Does Personal Credit Affect Business Credit?
If you’re getting ready to apply for a loan, you may wonder whether your personal credit is a factor in receiving approval. Does your personal credit score affect business credit approval? Yes and no. The impact of your credit history depends on the type of financing you’re applying for.
Financial Institutions and Loan Types
Every lender has different requirements for getting loan approval. However, many traditional banks do look at your credit score when determining whether to give your business a loan. This is especially the case if you have a sole proprietorship since you’re the one running the business.
Depending on your personal credit, banks may request you to put up collateral to mitigate risk for a loan. There are a few circumstances, however, where your credit doesn’t have a large impact on financing approval. If you apply for an equipment lease, for example, the equipment acts as collateral and covers the cost of your monthly payments.
Alternative lenders may care very little about your credit rating. In the case of invoice factoring, what matters is the credit of your customers and the amount of your invoices. Other lenders look at your business’s cash flow or credit card sales to determine how much capital to extend you.
Why Your Credit Rating Matters
Why do banks care about your personal credit history? For two main reasons: to mitigate risk and to evaluate your financial skills. Banks need to look for ways to minimize the risk of companies defaulting on loans. Poor personal credit of the owner is a red flag on an application.
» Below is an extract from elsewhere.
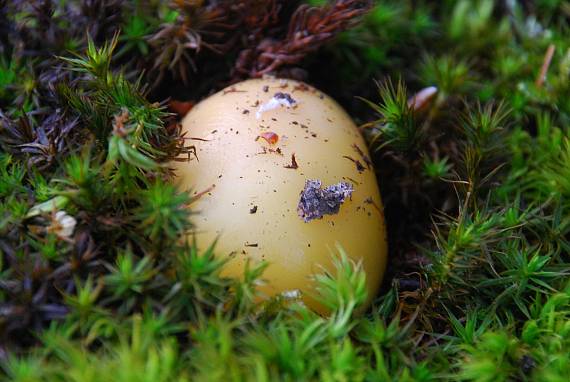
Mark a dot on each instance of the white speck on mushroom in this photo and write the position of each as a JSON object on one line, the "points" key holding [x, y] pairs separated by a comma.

Having valuable collateral to offer can help reduce the impact of your credit rating.
As the business owner, you’re the one making financial decisions for the company. If you have a low credit score, lenders may conclude that you don’t know how to spend money correctly. On the other hand, a high credit rating is a good indicator of excellent financial management. They can see you as a good investment.
As a side note, if you have any kind of fraud or unpaid tax liens on your account, it’s almost impossible to receive loan approval. Recent bankruptcy is another warning sign that lenders can’t ignore.
How To Improve Your Credit
Even if you have poor personal credit, you can slowly improve it. Do your best to pay off existing debts and manage credit cards wisely. Check your credit scores regularly and shoot for at least 660—720. In the meantime, finance your business using alternative lending methods.